Nu zijn we weer verontwaardigd dat de Amerikanen het wagen een KLM-toestel uit hun luchtruim te weren omdat het twee verdachte personen aan boord heeft, terwijl ze ons niet in kennis stellen van de concrete verdenking tegen die personen. Rara waarom doen ze dat?

Zou dat soms komen door het patroon van opsporingsblunders waaronder onze terrorismebestrijding lijdt? Op 13 september 2001 werden in Rotterdam vier verdachten gearresteerd die volgens de AIVD betrokken waren bij het plan van de Belgische ex-voetballer Trabelsi om een terreuraanslag te plegen. Omdat het AIVD-bewijs niet werd toegelaten en de officier hun betrokkenheid niet kon bewijzen, werden zij op 18 december 2002 vrijgesproken. De Franse inlichtingendiensten staken hun verontwaardiging niet onder stoelen of banken. Ze lieten de Rotterdamse officier via de pers weten dat hij in zijn haast om te scoren de vier mannen veel te vroeg had aangehouden en dat het beter was geweest om hun (internationale) netwerk helemaal in kaart te brengen alvorens tot arrestatie over te gaan.

Het is het klassieke dilemma: geef je potentiële terroristen een «staart», met het risico dat je ze kwijtraakt, of smoor je hun plannen meteen, op het gevaar de zaak nog niet rond te hebben. Serieuze geheime diensten kiezen bij voorkeur voor de eerste optie, gewone politiemensen liever voor de laatste.

Maar in Nederland zijn we nog niet eens toe aan dit dilemma.
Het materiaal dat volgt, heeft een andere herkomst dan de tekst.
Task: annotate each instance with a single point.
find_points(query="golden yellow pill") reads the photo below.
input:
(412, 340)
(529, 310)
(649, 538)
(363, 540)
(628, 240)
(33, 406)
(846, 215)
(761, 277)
In 2003 stonden in Rotterdam maar liefst twaalf terrorismeverdachten terecht, waarbij ditmaal wél AIVD-informatie werd toegelaten. Wederom maakten de officier en enige getuigen-deskundigen er zo’n knoeiboel van dat de rechter met een zelden vertoond gebaar van ingehouden woede binnen een maand de hele tenlastelegging van tafel veegde.

Geen wonder dat onze grote bondgenoot zich daags na de vrijlating van Samir A. wel tweemaal bedenkt om vertrouwelijke informatie aan onze inlichtingen- en opsporingsdiensten door te geven. In Nederland belandt zulke informatie voordat je het weet via een onbetrouwbare tolk bij de tegenpartij.